Mapping the frontal sinus ostia using virtual endoscopy.

Laryngoscope

Department of Otorhinolaryngology-Head and Neck Surgery, Mayo Clinic, Rochester, Minnesota, USA.

Published: October 2012

AI Article Synopsis

  • The study aims to investigate the position of the frontal sinus opening in relation to other frontal cells using virtual endoscopy and to see if this position can be anticipated.
  • A retrospective analysis was conducted on CT scans from 50 adult patients without any frontal sinus issues, focusing on mapping the positioning of the frontal sinus ostium in relation to various cellular types.
  • Results indicate a high prevalence of certain cell types and reveal that the location of the frontal sinus ostium varies, but patterns allow for some predictability in its positioning, aiding in surgical planning.

Article Abstract

Objectives/hypothesis: To determine the relative location of the frontal sinus opening to other frontal cells using virtual endoscopy; and to assess whether the relative location of the frontal sinus ostium can be predicted.
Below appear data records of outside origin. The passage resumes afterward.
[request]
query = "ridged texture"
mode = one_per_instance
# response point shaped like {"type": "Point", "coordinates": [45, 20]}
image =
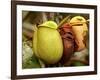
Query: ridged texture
{"type": "Point", "coordinates": [47, 44]}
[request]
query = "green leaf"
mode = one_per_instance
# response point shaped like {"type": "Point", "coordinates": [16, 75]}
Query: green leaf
{"type": "Point", "coordinates": [77, 63]}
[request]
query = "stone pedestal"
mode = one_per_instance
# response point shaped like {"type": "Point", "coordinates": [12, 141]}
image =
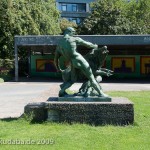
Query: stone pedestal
{"type": "Point", "coordinates": [119, 111]}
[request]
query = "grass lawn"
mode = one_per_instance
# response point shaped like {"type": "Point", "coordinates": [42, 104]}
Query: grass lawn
{"type": "Point", "coordinates": [81, 136]}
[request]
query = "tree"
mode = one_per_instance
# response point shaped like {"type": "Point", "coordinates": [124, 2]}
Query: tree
{"type": "Point", "coordinates": [25, 17]}
{"type": "Point", "coordinates": [113, 17]}
{"type": "Point", "coordinates": [64, 23]}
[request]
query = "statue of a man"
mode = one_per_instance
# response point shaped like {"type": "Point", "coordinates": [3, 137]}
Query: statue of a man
{"type": "Point", "coordinates": [67, 47]}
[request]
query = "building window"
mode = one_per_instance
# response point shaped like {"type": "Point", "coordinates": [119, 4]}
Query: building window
{"type": "Point", "coordinates": [74, 7]}
{"type": "Point", "coordinates": [63, 7]}
{"type": "Point", "coordinates": [75, 20]}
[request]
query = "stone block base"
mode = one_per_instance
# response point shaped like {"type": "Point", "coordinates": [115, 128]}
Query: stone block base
{"type": "Point", "coordinates": [119, 111]}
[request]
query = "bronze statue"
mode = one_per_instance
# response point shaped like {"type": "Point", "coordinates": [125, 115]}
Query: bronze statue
{"type": "Point", "coordinates": [67, 47]}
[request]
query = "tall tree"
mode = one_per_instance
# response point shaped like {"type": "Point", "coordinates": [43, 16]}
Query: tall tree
{"type": "Point", "coordinates": [22, 17]}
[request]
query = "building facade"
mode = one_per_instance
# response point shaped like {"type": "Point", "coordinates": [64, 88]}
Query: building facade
{"type": "Point", "coordinates": [74, 10]}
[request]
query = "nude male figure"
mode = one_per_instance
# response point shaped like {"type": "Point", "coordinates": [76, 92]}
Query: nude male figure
{"type": "Point", "coordinates": [67, 47]}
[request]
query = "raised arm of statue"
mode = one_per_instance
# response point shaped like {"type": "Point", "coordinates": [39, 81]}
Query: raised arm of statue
{"type": "Point", "coordinates": [85, 43]}
{"type": "Point", "coordinates": [56, 58]}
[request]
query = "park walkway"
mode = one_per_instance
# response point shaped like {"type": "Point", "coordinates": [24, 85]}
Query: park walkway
{"type": "Point", "coordinates": [15, 95]}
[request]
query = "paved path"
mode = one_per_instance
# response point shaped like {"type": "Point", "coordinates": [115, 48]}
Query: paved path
{"type": "Point", "coordinates": [15, 95]}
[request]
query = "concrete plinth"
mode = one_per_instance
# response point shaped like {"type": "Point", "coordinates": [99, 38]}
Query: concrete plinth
{"type": "Point", "coordinates": [119, 111]}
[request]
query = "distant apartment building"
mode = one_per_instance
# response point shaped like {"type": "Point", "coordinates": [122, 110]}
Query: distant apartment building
{"type": "Point", "coordinates": [74, 10]}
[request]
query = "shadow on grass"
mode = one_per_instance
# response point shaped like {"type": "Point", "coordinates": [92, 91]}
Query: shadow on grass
{"type": "Point", "coordinates": [9, 119]}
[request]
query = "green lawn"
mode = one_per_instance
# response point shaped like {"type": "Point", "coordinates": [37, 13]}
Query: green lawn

Study Design: Retrospective analysis of high-resolution computed tomography scans from 50 adult patients without frontal sinus disease or previous sinus surgery.

Methods: Using virtual endoscopy software, 100 frontal recesses were mapped for the presence and relative position of the frontal sinus ostium to the following cells: agger nasi (ANC); frontal bullar; frontal types 1, 2, and 3; supraorbital ethmoid; suprabullar; and intersinus septal cells.

Results: ANC and frontal type 3 cells were present in 92% and 45% of frontal recesses, respectively. All other cell types had a prevalence of ≤ 25%. Fifty percent of recesses had two rows of ostia anterior to posterior (AP), and the frontal opening was anterior in 52%. When there were three rows of cells AP (39%), the frontal opening was in the center in 64% of cases. Thirty-five percent of recesses had two rows of ostia medial to lateral (ML), and the frontal opening was medial 80% of the time. When there were three rows of openings ML (45%), the frontal opening was in the center 56% of the time.

Conclusions: The frontal sinus recess is variable and complex. Virtual endoscopy can be used to analyze the frontal recess and assist in presurgical planning. Although there is variability in the ostial configuration present in the frontal recess, the probable position of the frontal sinus ostium can be predicted.